A process view explains time in a more general fashion by relating it to the causal structure of events. Every system has some characteristic rate of change. There is a cogent moment graininess or scale created by the fact that not everything can be integrated all at once. It requires "time" to go from being caused to being a cause. There is a real transition involved. And that happens within what we normally regard as the frozen instant when things are instead finally just "actual". Brutely existent and lacking change, not being in fact a transition from being caused to being a cause in terms of our multi-scale accounts of causal flows.
One of the features of the whole tradition of process thought, from Anaximander onwards (including Peirce, and to a lesser extent Bergson), has been the view that order in the world has in some sense emerged from a background of disorder, flux or chaos.

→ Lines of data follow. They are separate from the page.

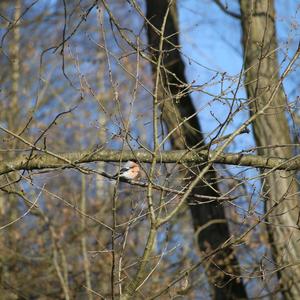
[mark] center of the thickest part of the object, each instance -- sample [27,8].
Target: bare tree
[264,85]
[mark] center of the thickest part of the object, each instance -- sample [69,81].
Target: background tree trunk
[176,105]
[261,76]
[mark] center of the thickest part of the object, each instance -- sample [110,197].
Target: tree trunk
[176,105]
[261,76]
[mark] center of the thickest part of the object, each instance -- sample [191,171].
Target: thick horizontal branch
[73,159]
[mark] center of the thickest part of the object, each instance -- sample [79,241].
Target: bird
[129,171]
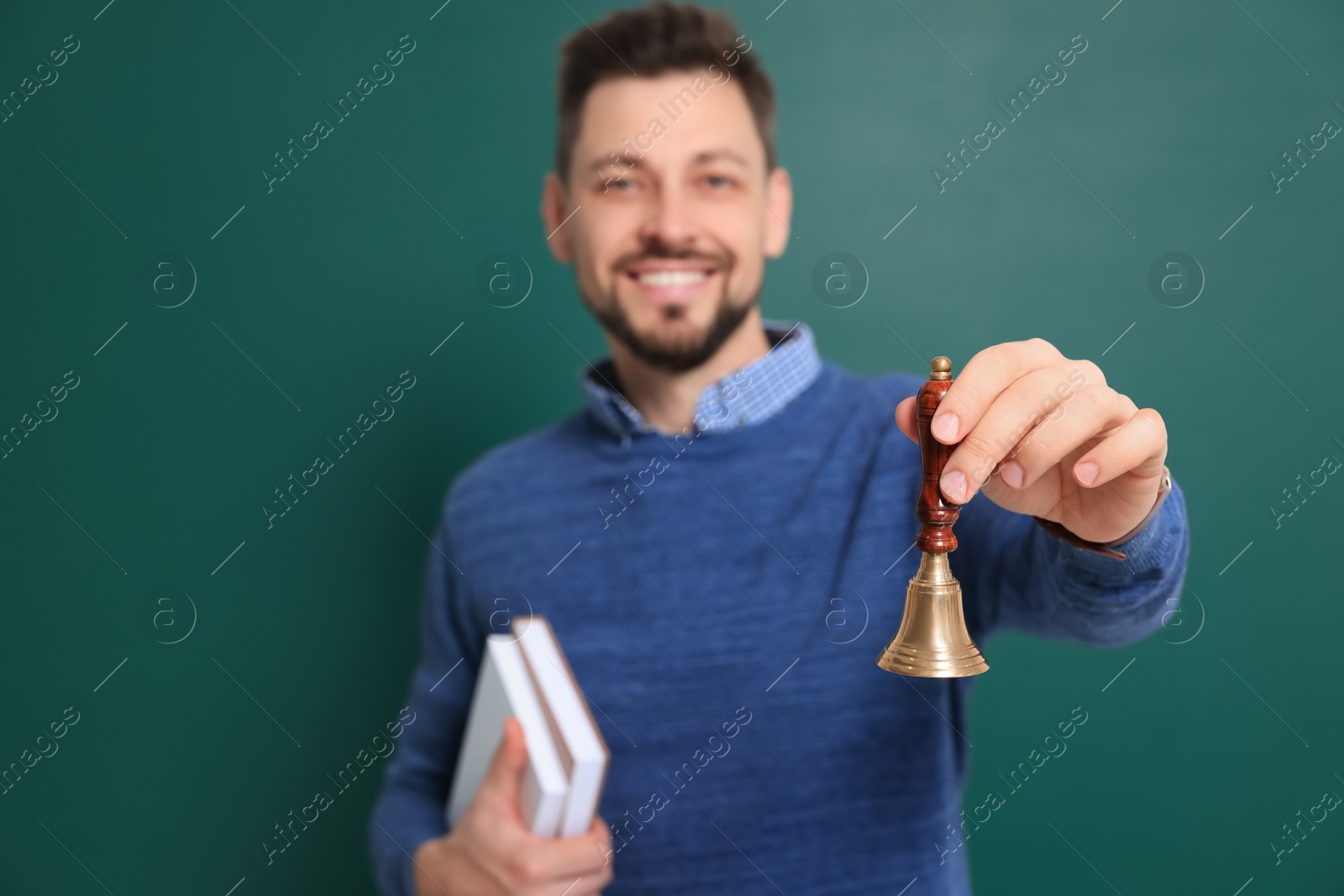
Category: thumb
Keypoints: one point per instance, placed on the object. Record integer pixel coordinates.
(504, 778)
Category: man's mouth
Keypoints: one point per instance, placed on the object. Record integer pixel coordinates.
(672, 282)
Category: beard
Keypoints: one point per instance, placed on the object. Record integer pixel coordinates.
(679, 355)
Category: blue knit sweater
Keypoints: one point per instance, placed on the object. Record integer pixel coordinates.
(725, 627)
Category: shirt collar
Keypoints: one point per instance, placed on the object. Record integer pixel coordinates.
(745, 396)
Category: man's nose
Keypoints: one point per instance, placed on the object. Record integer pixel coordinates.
(669, 219)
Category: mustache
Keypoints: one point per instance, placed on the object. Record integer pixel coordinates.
(719, 259)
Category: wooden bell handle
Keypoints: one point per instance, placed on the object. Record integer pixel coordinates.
(936, 515)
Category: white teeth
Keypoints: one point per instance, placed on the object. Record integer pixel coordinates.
(672, 277)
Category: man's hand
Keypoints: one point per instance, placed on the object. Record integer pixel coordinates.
(491, 851)
(1045, 436)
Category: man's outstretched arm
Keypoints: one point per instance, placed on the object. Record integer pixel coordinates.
(1045, 436)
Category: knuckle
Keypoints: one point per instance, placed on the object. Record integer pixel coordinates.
(1092, 371)
(1152, 419)
(1039, 344)
(523, 869)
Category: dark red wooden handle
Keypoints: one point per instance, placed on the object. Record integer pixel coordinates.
(936, 515)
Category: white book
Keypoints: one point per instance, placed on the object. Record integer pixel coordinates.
(582, 752)
(504, 688)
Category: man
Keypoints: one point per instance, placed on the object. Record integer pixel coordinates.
(710, 535)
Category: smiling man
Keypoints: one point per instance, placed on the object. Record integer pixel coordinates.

Anaximander characterized the cosmos as developing through the limiting of the unlimited, and emphasised the precarious nature of what emerged in this way, characterizing its existence as an ‘injustice’ that eventually would have to be paid for. Even the Pythagoreans accepted the dichotomy between the limited and the unlimited. Heraclitus, to some extent defending Anaximander against later philosophers, characterized the cosmos as in perpetual motion and emphasised the central place within it of strife and conflict. It is only through a balance between opposites that the existence of anything is maintained, and nothing is permanent except this principle, Heraclitus claimed.
As noted, Peirce also assumed that necessity in the world arose from chaos and chance through limitation. Recently, it has been argued in process physics that it is necessary to postulate an ‘intrinsic randomness’ or ‘self-referential noise’ to generate a self-organising relational information system, sufficiently rich that self-referencing is possible.
Hierarchy theorists, notably by Howard Pattee, Timothy Allen and Stanley Salthe, among others, who have argued that emergence is associated with new constraints emerging which are not in the initial conditions. While developed without reference to pre-twentieth century thought (or to Bergson), this conception of nature revives Anaximander’s conception of cosmos as having formed through the limiting of the unlimited (an idea also taken up further developed by Schelling at the end of the eighteenth century).
Along with the notion of different minimum durations, or different process rates, this has enabled Pattee, Allen and Salthe to clarify the nature of both emergence and hierarchical ordering in nature. Treating time as pulsational rather than atomic and treating causation as essentially a matter of constraining, overcomes a number of difficulties in Whitehead’s philosophy,
How was the music of the 'double-halving' vid? — PoeticUniverse
Yet, we can't tell the difference among the three modes; how can we find out? — PoeticUniverse
I would think handing your half-formed prose to a bot for it to improve it is plagiarism, regardless of the number of words changed or inserted. It's a different thing from you deliberately searching for a synonym. — bongo fury
The Conceptual Boundary of Authorship
The act of submitting half-formed prose to an autonomous processing system for "improvement" raises a profound ethical and philosophical question regarding the locus of authorship.
I would posit that this practice constitutes an illicit appropriation of intellectual effort—a form of plagiarism—irrespective of the quantitative degree of lexical or syntactic transformation enacted by the machine. The core violation lies in the delegation of the substantive process of refinement and telos (purposeful development) of the text to an external agent without explicit, critical engagement.
This is epistemologically distinct from the deliberate, conscious act of a human agent consulting a thesaurus to seek a more precise synonym. The latter remains an act of intentional, informed choice that preserves the continuous thread of human intellectual stewardship over the text's final form and meaning. The former, in contrast, risks dissolving the very boundary between personal expression and automated fabrication.